Investing in single stocks is a process that carries significant risks. There’s no guarantee either of the companies outlined above will be able to achieve the kind of growth I’m looking for as we advance. They may also suffer from increased competition, which could restrict earnings growth.
Diversification
Due to the challenges of investing in single stocks, I’ve also been increasing my holdings of investment funds.
In my opinion, investment trusts and funds offer a great way to build exposure to an extensive portfolio of stocks and shares relatively quickly.
I think this strategy is particularly helpful when investing in small- and medium-sized companies. These can be difficult to analyse. The diversification offered by these funds also provides a level of protection.
One I’ve been buying recently is the Henderson Smaller Companies investment trust. This firm owns a portfolio of over 100 different small- and mid-sized UK businesses.
At the beginning of this article, I mentioned one of the main lessons I’d learnt in the past year was the unpredictability of stock markets.
As a result, I’ve invested a large chunk of my portfolio in the S&P 500. This index provides exposure to some of America’s biggest and best technology companies. Moreover, unlike active funds, it doesn’t rely on asset managers to pick stocks.

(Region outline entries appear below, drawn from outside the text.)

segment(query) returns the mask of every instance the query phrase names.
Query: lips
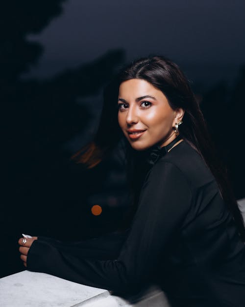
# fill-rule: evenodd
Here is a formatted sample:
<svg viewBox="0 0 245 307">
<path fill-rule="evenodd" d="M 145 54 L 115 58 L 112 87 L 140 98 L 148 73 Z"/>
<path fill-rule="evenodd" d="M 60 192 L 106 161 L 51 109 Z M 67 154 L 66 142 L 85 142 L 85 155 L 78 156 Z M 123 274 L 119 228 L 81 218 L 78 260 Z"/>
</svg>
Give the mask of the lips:
<svg viewBox="0 0 245 307">
<path fill-rule="evenodd" d="M 130 139 L 135 139 L 140 138 L 140 137 L 144 134 L 146 131 L 146 130 L 127 130 L 127 132 Z"/>
</svg>

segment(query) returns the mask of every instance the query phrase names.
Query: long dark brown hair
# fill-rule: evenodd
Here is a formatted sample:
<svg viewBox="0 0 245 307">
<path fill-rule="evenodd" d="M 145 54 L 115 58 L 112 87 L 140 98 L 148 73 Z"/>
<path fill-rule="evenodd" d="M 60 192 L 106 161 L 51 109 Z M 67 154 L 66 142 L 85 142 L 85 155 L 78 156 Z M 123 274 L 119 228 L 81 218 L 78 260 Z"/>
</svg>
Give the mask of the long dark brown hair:
<svg viewBox="0 0 245 307">
<path fill-rule="evenodd" d="M 123 138 L 117 119 L 118 90 L 122 82 L 133 79 L 149 82 L 164 93 L 173 110 L 181 108 L 184 110 L 183 124 L 181 126 L 182 138 L 199 153 L 213 173 L 221 196 L 229 206 L 239 231 L 245 240 L 242 215 L 230 188 L 226 171 L 217 158 L 199 104 L 188 80 L 178 65 L 166 57 L 155 56 L 141 58 L 134 61 L 120 72 L 105 91 L 100 122 L 94 141 L 75 154 L 74 159 L 86 164 L 89 168 L 93 167 Z M 108 131 L 110 131 L 110 138 L 107 137 Z M 127 161 L 131 164 L 129 168 L 134 172 L 131 178 L 136 179 L 134 182 L 138 182 L 140 167 L 137 167 L 137 161 L 140 159 L 134 159 L 133 151 L 129 146 L 127 148 Z M 138 191 L 140 187 L 135 188 Z M 135 194 L 137 195 L 137 191 Z"/>
</svg>

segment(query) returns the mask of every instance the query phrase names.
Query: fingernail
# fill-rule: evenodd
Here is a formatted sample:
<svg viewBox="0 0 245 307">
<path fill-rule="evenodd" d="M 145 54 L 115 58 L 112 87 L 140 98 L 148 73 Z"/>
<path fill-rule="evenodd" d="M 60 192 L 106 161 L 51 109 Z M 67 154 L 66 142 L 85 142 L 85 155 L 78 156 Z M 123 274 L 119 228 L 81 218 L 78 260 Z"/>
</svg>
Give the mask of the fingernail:
<svg viewBox="0 0 245 307">
<path fill-rule="evenodd" d="M 31 238 L 32 238 L 31 236 L 29 236 L 28 234 L 24 234 L 24 233 L 23 233 L 22 235 L 23 236 L 24 238 L 26 238 L 27 239 L 28 238 L 31 239 Z"/>
</svg>

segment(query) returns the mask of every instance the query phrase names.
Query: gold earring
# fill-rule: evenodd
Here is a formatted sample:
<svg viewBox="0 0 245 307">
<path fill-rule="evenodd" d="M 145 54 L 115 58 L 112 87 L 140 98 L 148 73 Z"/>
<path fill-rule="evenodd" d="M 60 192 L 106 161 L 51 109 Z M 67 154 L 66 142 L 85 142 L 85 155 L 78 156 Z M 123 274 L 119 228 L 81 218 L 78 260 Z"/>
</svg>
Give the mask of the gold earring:
<svg viewBox="0 0 245 307">
<path fill-rule="evenodd" d="M 175 124 L 175 129 L 174 129 L 174 133 L 176 136 L 178 136 L 179 134 L 179 126 L 181 125 L 182 122 L 182 120 L 180 120 Z"/>
</svg>

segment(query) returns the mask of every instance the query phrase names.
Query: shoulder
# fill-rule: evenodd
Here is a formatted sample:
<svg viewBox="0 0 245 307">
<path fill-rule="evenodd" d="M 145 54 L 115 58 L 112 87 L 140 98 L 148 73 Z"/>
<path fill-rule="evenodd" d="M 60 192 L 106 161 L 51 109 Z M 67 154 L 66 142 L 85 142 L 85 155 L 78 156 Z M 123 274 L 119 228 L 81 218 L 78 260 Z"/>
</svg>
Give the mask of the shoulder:
<svg viewBox="0 0 245 307">
<path fill-rule="evenodd" d="M 215 180 L 201 155 L 186 141 L 181 142 L 153 166 L 152 175 L 181 176 L 189 185 L 198 188 Z"/>
</svg>

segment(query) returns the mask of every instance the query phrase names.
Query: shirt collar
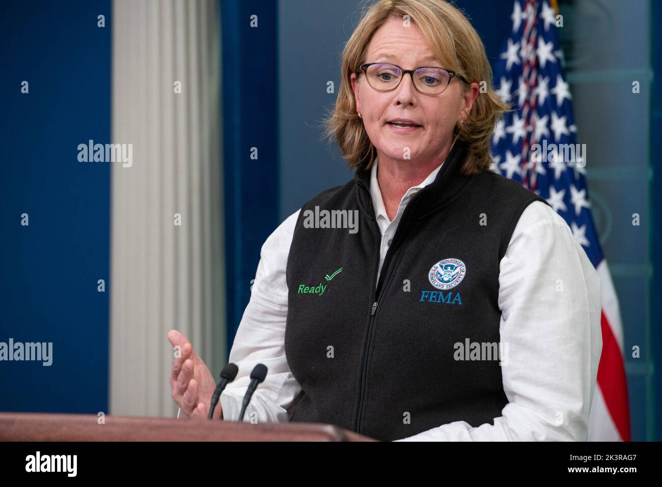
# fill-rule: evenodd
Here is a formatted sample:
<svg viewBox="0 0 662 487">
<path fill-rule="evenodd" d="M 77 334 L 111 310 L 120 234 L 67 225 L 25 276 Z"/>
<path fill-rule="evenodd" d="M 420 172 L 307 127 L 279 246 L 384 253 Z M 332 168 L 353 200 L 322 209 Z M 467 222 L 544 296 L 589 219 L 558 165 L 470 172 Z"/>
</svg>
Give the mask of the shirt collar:
<svg viewBox="0 0 662 487">
<path fill-rule="evenodd" d="M 381 190 L 379 189 L 379 183 L 377 180 L 377 158 L 375 157 L 375 161 L 373 162 L 372 169 L 370 171 L 370 197 L 372 198 L 373 207 L 375 208 L 375 216 L 379 218 L 379 216 L 383 216 L 387 219 L 387 221 L 391 221 L 389 220 L 389 217 L 386 214 L 386 207 L 384 206 L 384 200 L 381 197 Z M 430 183 L 433 182 L 437 177 L 437 173 L 441 169 L 442 166 L 444 165 L 442 162 L 437 167 L 431 172 L 426 178 L 420 184 L 416 185 L 416 186 L 412 186 L 406 191 L 402 196 L 402 199 L 400 200 L 400 206 L 406 206 L 406 202 L 409 200 L 413 195 L 416 194 L 416 192 L 420 191 L 421 189 L 424 188 L 426 186 L 429 185 Z"/>
</svg>

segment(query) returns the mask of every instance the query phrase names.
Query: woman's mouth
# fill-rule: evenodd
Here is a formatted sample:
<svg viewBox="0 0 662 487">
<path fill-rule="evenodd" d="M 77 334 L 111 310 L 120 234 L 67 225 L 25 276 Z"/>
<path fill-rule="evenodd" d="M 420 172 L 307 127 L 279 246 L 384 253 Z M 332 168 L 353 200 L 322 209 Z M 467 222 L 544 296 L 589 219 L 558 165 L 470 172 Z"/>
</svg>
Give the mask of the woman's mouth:
<svg viewBox="0 0 662 487">
<path fill-rule="evenodd" d="M 418 125 L 413 123 L 406 123 L 404 122 L 387 122 L 387 125 L 391 127 L 391 130 L 399 134 L 408 134 L 422 128 L 422 125 Z"/>
</svg>

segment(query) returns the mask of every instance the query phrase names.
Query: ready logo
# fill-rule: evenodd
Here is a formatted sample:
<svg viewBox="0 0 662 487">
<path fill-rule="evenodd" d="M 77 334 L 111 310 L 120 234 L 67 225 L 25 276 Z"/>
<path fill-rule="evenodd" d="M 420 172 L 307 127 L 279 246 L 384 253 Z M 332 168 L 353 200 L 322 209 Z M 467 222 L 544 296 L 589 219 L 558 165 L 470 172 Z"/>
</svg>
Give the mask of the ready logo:
<svg viewBox="0 0 662 487">
<path fill-rule="evenodd" d="M 334 277 L 337 276 L 342 271 L 342 267 L 336 269 L 331 275 L 327 274 L 324 276 L 324 279 L 327 281 L 330 281 Z M 326 290 L 326 287 L 328 285 L 324 285 L 320 283 L 316 286 L 307 286 L 305 284 L 300 284 L 299 285 L 299 290 L 297 291 L 297 294 L 318 294 L 318 296 L 322 296 Z"/>
<path fill-rule="evenodd" d="M 452 289 L 462 282 L 467 275 L 467 266 L 459 259 L 444 259 L 430 269 L 428 280 L 438 291 L 421 290 L 419 301 L 439 302 L 446 304 L 462 304 L 462 298 L 459 292 L 444 290 Z M 455 294 L 453 296 L 453 294 Z"/>
</svg>

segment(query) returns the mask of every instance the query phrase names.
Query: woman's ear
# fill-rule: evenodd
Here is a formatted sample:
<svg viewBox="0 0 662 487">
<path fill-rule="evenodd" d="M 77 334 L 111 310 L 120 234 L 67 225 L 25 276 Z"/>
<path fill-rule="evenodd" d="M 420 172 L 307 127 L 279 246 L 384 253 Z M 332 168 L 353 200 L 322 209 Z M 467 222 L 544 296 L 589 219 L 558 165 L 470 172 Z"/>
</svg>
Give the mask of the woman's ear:
<svg viewBox="0 0 662 487">
<path fill-rule="evenodd" d="M 361 102 L 359 101 L 358 80 L 356 79 L 355 73 L 350 75 L 350 83 L 352 83 L 352 91 L 354 92 L 354 99 L 356 100 L 356 111 L 360 113 Z"/>
<path fill-rule="evenodd" d="M 460 116 L 466 119 L 469 116 L 469 112 L 471 111 L 471 107 L 473 102 L 478 97 L 479 86 L 477 83 L 472 83 L 471 86 L 464 92 L 464 99 L 463 100 L 462 110 L 460 111 Z"/>
</svg>

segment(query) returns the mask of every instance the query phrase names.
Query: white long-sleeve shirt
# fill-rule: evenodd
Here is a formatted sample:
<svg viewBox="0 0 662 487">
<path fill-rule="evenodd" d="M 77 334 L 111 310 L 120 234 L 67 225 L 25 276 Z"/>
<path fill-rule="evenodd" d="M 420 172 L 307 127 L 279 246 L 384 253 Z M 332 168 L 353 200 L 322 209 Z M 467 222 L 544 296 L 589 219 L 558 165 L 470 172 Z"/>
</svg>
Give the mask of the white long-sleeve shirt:
<svg viewBox="0 0 662 487">
<path fill-rule="evenodd" d="M 389 221 L 377 179 L 370 192 L 382 234 L 381 271 L 391 239 L 409 198 L 432 182 L 441 166 L 402 197 Z M 299 211 L 262 246 L 251 298 L 229 360 L 239 367 L 220 397 L 226 420 L 236 420 L 253 367 L 269 373 L 255 391 L 244 421 L 287 422 L 301 386 L 285 353 L 285 271 Z M 540 201 L 522 212 L 499 265 L 500 341 L 508 344 L 502 369 L 509 401 L 494 424 L 457 421 L 397 441 L 585 441 L 602 351 L 600 279 L 570 228 Z M 553 406 L 552 406 L 553 405 Z"/>
</svg>

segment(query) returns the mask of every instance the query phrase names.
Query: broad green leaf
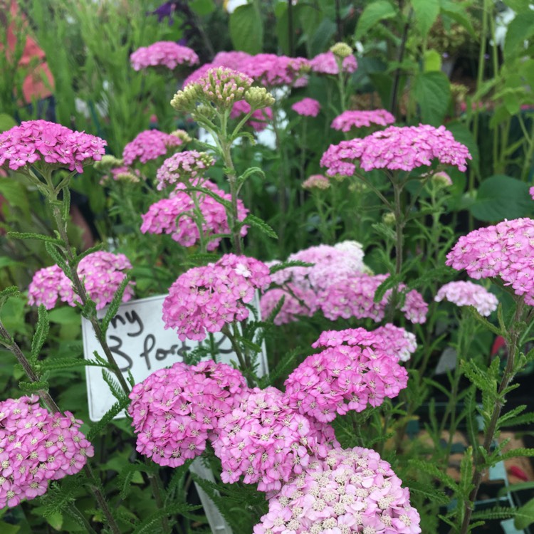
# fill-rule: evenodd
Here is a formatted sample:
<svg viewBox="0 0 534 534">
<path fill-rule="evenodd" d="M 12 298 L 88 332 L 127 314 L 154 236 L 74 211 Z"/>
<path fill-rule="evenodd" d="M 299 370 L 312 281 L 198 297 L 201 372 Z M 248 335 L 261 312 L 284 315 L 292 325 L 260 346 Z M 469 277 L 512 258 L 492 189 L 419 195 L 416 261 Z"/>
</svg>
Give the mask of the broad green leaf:
<svg viewBox="0 0 534 534">
<path fill-rule="evenodd" d="M 397 10 L 387 0 L 377 0 L 370 4 L 363 10 L 358 19 L 355 38 L 359 41 L 380 21 L 392 19 L 394 16 L 397 16 Z"/>
<path fill-rule="evenodd" d="M 449 108 L 451 84 L 443 73 L 423 73 L 415 78 L 413 98 L 419 104 L 425 124 L 439 126 Z"/>
<path fill-rule="evenodd" d="M 505 174 L 494 174 L 483 180 L 469 211 L 479 221 L 493 222 L 530 216 L 533 207 L 525 183 Z"/>
<path fill-rule="evenodd" d="M 251 54 L 261 52 L 263 26 L 261 16 L 253 4 L 240 6 L 230 16 L 230 38 L 236 50 Z"/>
<path fill-rule="evenodd" d="M 412 0 L 415 13 L 415 25 L 426 36 L 439 14 L 439 0 Z"/>
</svg>

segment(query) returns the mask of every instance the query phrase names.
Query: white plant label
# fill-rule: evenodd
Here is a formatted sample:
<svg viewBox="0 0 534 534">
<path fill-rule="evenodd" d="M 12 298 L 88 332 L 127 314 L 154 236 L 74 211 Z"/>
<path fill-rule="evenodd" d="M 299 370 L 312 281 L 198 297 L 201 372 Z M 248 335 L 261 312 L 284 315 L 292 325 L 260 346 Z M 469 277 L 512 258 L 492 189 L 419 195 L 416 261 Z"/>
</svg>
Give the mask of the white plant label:
<svg viewBox="0 0 534 534">
<path fill-rule="evenodd" d="M 130 300 L 122 304 L 117 315 L 112 319 L 106 333 L 108 345 L 117 365 L 127 379 L 128 372 L 138 384 L 149 375 L 177 362 L 182 362 L 189 351 L 199 346 L 201 342 L 180 341 L 178 335 L 170 328 L 165 330 L 162 318 L 162 306 L 166 295 Z M 257 300 L 254 303 L 259 309 Z M 105 309 L 98 311 L 101 318 Z M 86 360 L 95 360 L 96 351 L 102 357 L 105 355 L 93 330 L 91 323 L 82 318 L 83 354 Z M 229 364 L 237 357 L 231 348 L 230 340 L 221 333 L 214 334 L 219 351 L 219 361 Z M 267 373 L 267 360 L 263 350 L 259 358 L 258 374 Z M 102 376 L 103 367 L 87 366 L 87 390 L 89 402 L 89 417 L 100 421 L 116 402 Z M 112 377 L 113 375 L 111 373 Z M 124 417 L 122 413 L 117 417 Z"/>
</svg>

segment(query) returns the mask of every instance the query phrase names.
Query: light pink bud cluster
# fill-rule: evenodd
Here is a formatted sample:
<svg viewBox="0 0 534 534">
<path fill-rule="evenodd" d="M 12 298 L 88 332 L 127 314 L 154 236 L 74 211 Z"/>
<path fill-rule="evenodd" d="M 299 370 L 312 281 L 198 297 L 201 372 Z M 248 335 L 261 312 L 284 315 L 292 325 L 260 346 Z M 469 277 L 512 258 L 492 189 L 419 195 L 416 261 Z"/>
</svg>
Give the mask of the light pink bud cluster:
<svg viewBox="0 0 534 534">
<path fill-rule="evenodd" d="M 377 452 L 333 449 L 270 499 L 254 534 L 419 534 L 402 483 Z"/>
<path fill-rule="evenodd" d="M 375 124 L 387 126 L 393 124 L 395 117 L 386 110 L 355 110 L 344 111 L 333 121 L 331 127 L 342 132 L 350 132 L 351 128 L 362 128 Z"/>
<path fill-rule="evenodd" d="M 362 139 L 330 145 L 320 164 L 328 176 L 352 176 L 355 160 L 365 171 L 373 169 L 412 171 L 437 160 L 444 165 L 467 169 L 471 156 L 444 126 L 389 126 Z"/>
<path fill-rule="evenodd" d="M 170 467 L 199 456 L 246 387 L 239 371 L 213 361 L 156 371 L 130 394 L 137 452 Z"/>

Unfortunately, this strategy isn’t perfect. As the S&P 500 tracker is only designed to track the index, there’s no chance of it outperforming it. On the other hand, there’s a chance that Henderson trust could underperform the market if managers pick the wrong stocks.
The bottom line
Last year was an extraordinary one in many ways. It taught me a lot about investing and led me to make the changes to my portfolio I’ve outlined above. I believe these changes will help me cope with the uncertain environment that currently dominates the outlook for the economy and equity markets.